We have recently acquired a 2002 Autosleeper Trident T4, our third camper van but our first Autosleeper. I've been searching in vain for a manufacturer's web site or an owners' club with a web presence. Can anyone point me in the right direction?


----------



## 88838 (May 9, 2005)

Hi Lawrence and welcome to the site, nice to see a non argumentative post :twisted:

when in doubt try dogpile [ no not another political comment :twisted: ]

http://www.dogpile.com/info.dogpl/s...-/-/-/-/-/-/-/-/-/-/-/-/-/-/-/-/-/-/-/417/top

I know it's long but I can never remember the 'short' way to do links.
or just do www.auto-sleepers.co.uk

8)


----------



## RobinHood (May 19, 2005)

Or try http://www.asoc.fsnet.co.uk/ for owners club.


----------



## 89122 (May 14, 2005)

Hi twooks try here for short links http://tinyurl.com/create.php

Eddie


----------



## 90409 (May 1, 2005)

Thanks everyone for the replies - much appreciated. 

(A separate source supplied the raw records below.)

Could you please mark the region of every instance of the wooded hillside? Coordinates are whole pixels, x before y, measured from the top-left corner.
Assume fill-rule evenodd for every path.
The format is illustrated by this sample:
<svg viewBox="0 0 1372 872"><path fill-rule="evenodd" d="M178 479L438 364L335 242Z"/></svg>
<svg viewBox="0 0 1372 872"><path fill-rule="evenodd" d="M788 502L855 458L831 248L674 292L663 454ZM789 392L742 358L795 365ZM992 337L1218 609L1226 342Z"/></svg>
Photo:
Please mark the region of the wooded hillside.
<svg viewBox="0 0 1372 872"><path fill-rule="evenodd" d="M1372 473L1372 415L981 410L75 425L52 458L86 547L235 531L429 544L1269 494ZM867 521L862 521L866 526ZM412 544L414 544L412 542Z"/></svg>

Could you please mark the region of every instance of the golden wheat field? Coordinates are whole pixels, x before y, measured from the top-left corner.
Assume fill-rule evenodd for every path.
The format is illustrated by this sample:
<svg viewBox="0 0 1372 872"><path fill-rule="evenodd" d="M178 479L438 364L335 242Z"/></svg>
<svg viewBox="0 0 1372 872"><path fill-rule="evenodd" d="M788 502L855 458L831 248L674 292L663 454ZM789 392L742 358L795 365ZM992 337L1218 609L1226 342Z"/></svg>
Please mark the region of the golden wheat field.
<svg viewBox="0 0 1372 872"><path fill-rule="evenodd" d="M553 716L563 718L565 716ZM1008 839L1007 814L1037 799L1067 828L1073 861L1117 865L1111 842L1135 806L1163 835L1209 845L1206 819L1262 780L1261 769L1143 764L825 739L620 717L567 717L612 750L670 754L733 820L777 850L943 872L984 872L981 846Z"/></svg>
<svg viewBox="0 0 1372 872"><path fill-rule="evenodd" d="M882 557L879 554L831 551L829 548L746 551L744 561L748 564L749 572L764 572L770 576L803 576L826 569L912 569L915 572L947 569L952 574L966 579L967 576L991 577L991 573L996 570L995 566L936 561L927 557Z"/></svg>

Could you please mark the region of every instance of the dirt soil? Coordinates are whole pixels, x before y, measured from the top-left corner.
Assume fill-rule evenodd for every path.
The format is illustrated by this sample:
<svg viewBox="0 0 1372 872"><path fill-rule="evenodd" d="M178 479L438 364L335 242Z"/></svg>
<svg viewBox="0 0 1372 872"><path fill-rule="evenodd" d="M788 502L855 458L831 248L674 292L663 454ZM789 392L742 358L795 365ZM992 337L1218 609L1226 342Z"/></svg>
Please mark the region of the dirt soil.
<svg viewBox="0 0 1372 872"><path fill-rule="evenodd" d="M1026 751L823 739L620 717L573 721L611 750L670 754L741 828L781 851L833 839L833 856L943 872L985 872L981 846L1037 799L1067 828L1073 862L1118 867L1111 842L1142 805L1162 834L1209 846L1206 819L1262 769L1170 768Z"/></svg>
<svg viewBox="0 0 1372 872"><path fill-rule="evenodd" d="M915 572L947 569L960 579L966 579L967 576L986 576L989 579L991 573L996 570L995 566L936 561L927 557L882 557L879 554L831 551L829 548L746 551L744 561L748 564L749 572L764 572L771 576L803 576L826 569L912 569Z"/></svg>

I see now that my real problem was that I didn't appreciate that the company name is "Auto-sleepers" with an "s" on the end!

Lawrence


----------



## 88838 (May 9, 2005)

rapido said:


> Hi twooks try here for short links http://tinyurl.com/create.php
> 
> Eddie


thanks, will put it in favourites, then will write out a 100 times - for short links look in favourites - for short links look. .. .. . . . 

8)


----------